Fiona Macmillan kindly provided PDM with a copy of her PhD thesis “Risk, Uncertainty and Investment Decision-Making in the Upstream Oil and Gas Industry.” The research, conducted at the University of Aberdeen, was funded by CSIRO Australia. Macmillan believes that despite four decades of work on decision analysis tools, no research has been able to show conclusively what works and what does not. Indeed such analysis has been slow to appear in the literature, doubtless because of the threat it represents to the decision analysts. As one previous worker put it: “Asking whether decision analysis works is risky. What if the answer is negative? The contribution will clearly be scientifically valuable, but many individuals – consultants, academics, instructors – with a vested interest in decision analysis could lose standing, clients, or even jobs.” MacMillan’s study remedies this situation by researching the use of decision analysis in investment appraisal decision-making by upstream majors. The thesis seeks to answer three questions: what techniques are appropriate, which are actually used, and is there a relationship between their use and corporate success?
Interviews
In the 250 page tome, Macmillan traces the history of risk analysis from Laplace and Bayes in the early nineteenth century, through its first use in the oil industry in the 1960s, to its limited application today. The research was conducted via in-depth interviews of some 20 companies working in the UK. All of the companies use some software to assist with decision making, usually some form of Monte Carlo simulation.

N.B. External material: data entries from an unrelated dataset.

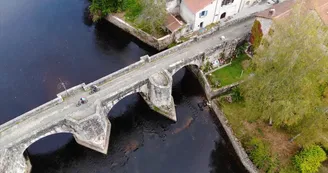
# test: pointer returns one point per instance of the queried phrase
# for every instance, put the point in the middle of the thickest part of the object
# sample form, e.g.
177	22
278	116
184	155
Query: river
45	41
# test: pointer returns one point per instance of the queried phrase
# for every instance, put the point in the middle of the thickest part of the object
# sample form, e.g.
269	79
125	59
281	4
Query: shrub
309	159
257	34
236	95
259	153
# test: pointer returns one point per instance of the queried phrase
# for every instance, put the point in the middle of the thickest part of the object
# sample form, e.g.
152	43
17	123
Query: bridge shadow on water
143	141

The most popular packages are Crystal Ball, @risk and Merak PEEP. There was a general recognition that whilst the mechanics of the simulation is straightforward, the tools could be misused. One interviewee remarked “the clever bit is in the model that you set up where you’ve got the risk and you’ve got the relationship. So you can have a fantastic tool that does Monte Carlo inside and out but [it’s] garbage in-garbage out.” Definitions also were a source of problems. One interviewee commented “I would say that there’s about as many different definitions of risk and uncertainty in our company, as you found in your literature search.” Another - “Every time we start to discuss risk we have arguments and rows!” Problems were encountered when reporting the results of probabilistic analysis to management: “We do all this beautiful simulation of the distributions but people still want one figure. You could say, ‘The range is this, or your expectation is this at various probability levels.’ You know, a nice little cumulative distribution. But people don’t look at it. They want one number, ‘What’s the mean? What’s the expected value?’ So sometimes I question why we do it because people just land on one number.”
Competitive advantage
Notwithstanding such doubters, Macmillan contends that the use of decision analysis techniques and concepts in investment appraisal decision-making is a source of competitive advantage, claiming that there are “strong positive correlations between the use and sophistication of decision analysis techniques and concepts used, and various measures of business success in the upstream.” Macmillan proposes a complete, if theoretical, decision support workflow for the upstream as follows. First, assess the chance of success based on historical statistics and analogues of other basins and plays with similar geological characteristics. Next apply sensitivity analysis to determine critical reservoir parameters. A probabilistic analysis of reserves using Monte Carlo techniques follows to provide high, mid and low cases. Influence diagrams are used to draft a decision tree and for each reserve case, the chance of success estimated in the first step is combined with economics and decision tree analysis to generate expected monetary values. These can be further analyzed with option theory. So much for a ‘perfect’ workflow. But what do companies actually do today? Not a lot seemingly! Most companies use Monte Carlo simulation to generate estimates of prospect reserves and run the economics on only one reserve case. In fact, Macmillan found that even Monte Carlo simulation is not in general use for economic analysis in E&P decision making. Option, portfolio and preference theories “are hardly used at all by any firm.” Macmillan concludes that there is a gap between current theory and practice in the quantitative techniques used for investment appraisal in the upstream.
Does it work?
The majority of the results produced suggested that there is a positive association between the use of decision analysis in investment appraisal and good organizational performance in the upstream oil and gas industry. This thesis has highlighted that decision analysis should not be perceived to be providing ‘a dictatorial straitjacket of rationality’ (French, 1989). Rather it should be seen to be ‘a delicate, interactive, exploratory tool which seeks to introduce intuitive judgments and feelings directly into the formal analysis of a decision problem’ (Raiffa, 1968). The decision analysis approach is distinctive because for each decision, it requires inputs such as executive judgment, experience and attitudes, along with the “hard data”. It helps decision-makers tread the fine line between ill-conceived and arbitrary investment decisions made without systematic study and reflection (“extinction by instinct”) and a retreat into abstraction and conservatism that relies obsessively on numbers (“paralysis by analysis”) (Langley, 1995). The thesis has demonstrated that such an approach contributes positively to organizational performance in the upstream oil and gas industry.
Macmillan’s thesis “Risk, Uncertainty and Investment Decision-Making in the Upstream Oil and Gas Industry,” conducted at the University of Aberdeen, is available on www.oilit.com/papers/macmillan.doc.